A food distribution plant is coming to Shawnee, thanks to a building that the company turned down.

THE ISSUE: Shawnee is in stiff competition with a lot of other cities to attract new businesses to their own community and area.

LOCAL IMPACT: Shawnee Economic Development Foundation's (SEDF) shell building proved to be a catalyst for a plant's relocation here, even though the building itself was not the right fit.

A food distribution plant is coming to Shawnee, thanks to a building that the company turned down.

Shawnee Economic Development Foundation (SEDF) is ponying up to show businesses that it's in their best interest to take notice of Shawnee as a viable place to settle.
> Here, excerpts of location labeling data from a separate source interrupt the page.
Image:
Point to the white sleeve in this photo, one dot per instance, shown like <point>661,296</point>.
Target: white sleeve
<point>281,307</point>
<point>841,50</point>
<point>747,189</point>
SEDF took a chance, and now that chance is paying off.

“To separate ourselves from our competitors, the SEDF board elected to develop a parcel of land we already owned, and build an industrial building that would be attractive to businesses that want to locate in our area,” SEDF Executive Director Tim Burg said.

SEDF's building is unique in that it offers a great deal of finish out flexibility for the end user's needs, which means they won't have to spend a lot of money customizing the building to their specific needs, plus it will save them 120 to 150 days in design, engineering, site development, bidding, and construction, Burg said. “If time is money, we can save the right occupant both of those items,” he said.

“Since the start of construction and until now, we have been able to use the building to respond to 28 different Requests for Information, (RFI), regarding any available buildings in our community,” Burg said. “A RFI is where a prospect has identified a certain geographic region that they are interested in locating in. If we had not have had this building as a resource, we could not have responded to any of those enquiries.”

Since the start of construction on the shell building, SEDF has had seven different site visits, where the prospect has been to the community, looked at the building to determine if that would meet their specific needs.

“We have been visited by a heat treating firm, an artificial lift manufacturer, a consumer product warehousing business, an aerospace manufacturer, a food distribution company, a tire distributor, and a oil field tank manufacturer,” he said.

In all of those visits the building was either not going to be finished soon enough or wasn't exactly what they were looking for or was simply too large, he said.

“However, those site visits have allowed us to have a face to face meeting with the prospects and one of those meetings has allowed us to find the prospect another available building in the community,” he said.

That business was Keystone Food Services.

“Long story short, having an available product allowed us to meet the prospect and in turn find a property that did meet their needs,” Burg said.

A good fit

Keystone Foodservice CEO Josh Sanders said when the plant started looking at sites for a warehouse it developed a 60-mile radius based on being best located to service its accounts from a logistic standpoint.

Shawnee was a preferred location from the beginning, he said.

“Shawnee quickly distanced from the others due to Burg being available to alert us to possible buildings as they became available,” he said.

“We met Tim because of the SEDF building being for sale,” he said.

Burg said the shell building was much larger than what they were looking for, so they continued searching for a suitable building in the community and within the greater Oklahoma City region.

He said with the help of SEDF board member Greg Brown, it was discovered that the former Coca-Cola building at Kennedy and the Kickapoo Spur was going to become available.

“Once Keystone was connected to the building owners, they were able to negotiate a deal that allowed them to purchase the site,” he said. “We are thrilled that we found something that works for them, as they bring even more business diversity to Shawnee.”

Burg's networking within the community for possible sites was integral, Sanders said.

“He went above and beyond to assure we chose Shawnee as a location,” Sanders said.

About Keystone

Sanders said Keystone is relocating its warehouse from Stillwater.

“We envision this being our lifetime warehouse location due to Shawnee being centrally located in the state,” he said, “having interstate access and a talented community to find dedicated employees.”

He said the plant serves 93 school districts food and supplies to position their child nutrition programs to better serve their students healthy meals, made from scratch.

“Keystone Supply distributes products all across the state,” he said.

The plant uses fresh products to increase participation and excitement in public school cafeterias, he said.

He said Keystone Supply will employ numerous individuals with an annual payroll of $600,000.

“Those individuals will be executives, a warehouse manager, an office manger, drivers and product specialists,” he said. “This team of dedicated individuals will work daily to best service our customer base.”

He said the company is hoping to occupy the building July 1 and start shipping orders out the last week of July.

“Keystone Supply is proud to be part of the Shawnee community and looks forward to being a good partner in the community for years to come,” Sanders said.